Every correlation on Spurious is computed from real, publicly available data. No numbers are invented, adjusted, or cherry-picked. The absurdity comes entirely from pairing datasets that have no business being in the same sentence — and discovering that, statistically, they move in lockstep.

Step 1: Collect the Data

We gather time-series datasets from government agencies (CDC, USDA, Bureau of Labor Statistics), scientific databases (NASA, NOAA), cultural trackers (Google Trends, box office records), and other public sources. Each dataset is a list of values measured at regular intervals — usually one per year — over a span of at least five years.

Our current library includes over 300 datasets across 13 categories: Food, Health, Government, Economic, Science, Education, Celebrity, Death, Internet, Consumer, Cultural, Paranormal, and Crime. That gives us tens of thousands of possible pairings.

Step 2: Align the Time Series

Not every dataset covers the same years. Before we can compare two datasets, we find their overlapping date range and keep only the data points that line up.
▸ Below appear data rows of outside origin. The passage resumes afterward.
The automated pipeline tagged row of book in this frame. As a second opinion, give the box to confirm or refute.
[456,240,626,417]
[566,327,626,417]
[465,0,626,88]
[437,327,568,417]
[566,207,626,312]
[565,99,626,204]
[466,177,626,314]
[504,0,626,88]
If two datasets share fewer than five overlapping years, we skip that pair — there simply isn't enough data to compute a meaningful correlation.

Step 3: Calculate Pearson's r

We use the Pearson correlation coefficient, universally known as “r.” It measures the linear relationship between two variables and produces a number between -1 and +1:

r = +1.0Perfect positive correlation — both variables rise and fall together exactly.
r = 0.0No linear relationship at all.
r = -1.0Perfect negative correlation — when one rises, the other falls, and vice versa.

The formula itself is straightforward: Pearson's r is the covariance of the two variables divided by the product of their standard deviations. In plain English, it answers the question: “When one variable is above its average, how consistently is the other variable above (or below) its own average?”

Step 4: Rank and Curate

Out of the tens of thousands of possible pairings, we keep only the ones with a strong correlation: |r| ≥ 0.80. That still leaves over 16,000 statistically significant pairs. From those, we rank by a combination of:

Statistical strength — higher |r| scores better.
Category diversity — pairings from different categories are more surprising.
Entertainment value — the weirder the combination, the higher the score.

The top 2,200 make it onto the site. Each one is real, statistically valid, and completely meaningless as a causal claim.

Why This Matters

Pearson's r is one of the most commonly cited statistics in science, business, and media. A high r-value can be genuinely informative — or it can be a total coincidence. The entire point of Spurious is to train your brain to distinguish between the two.

When you see a chart with two lines moving together, your brain instinctively wants to believe one caused the other. That instinct is useful in daily life but dangerous in data analysis. By showing you correlations that are obviously absurd, we hope to make that skeptical voice in your head a little louder the next time someone says “studies show.”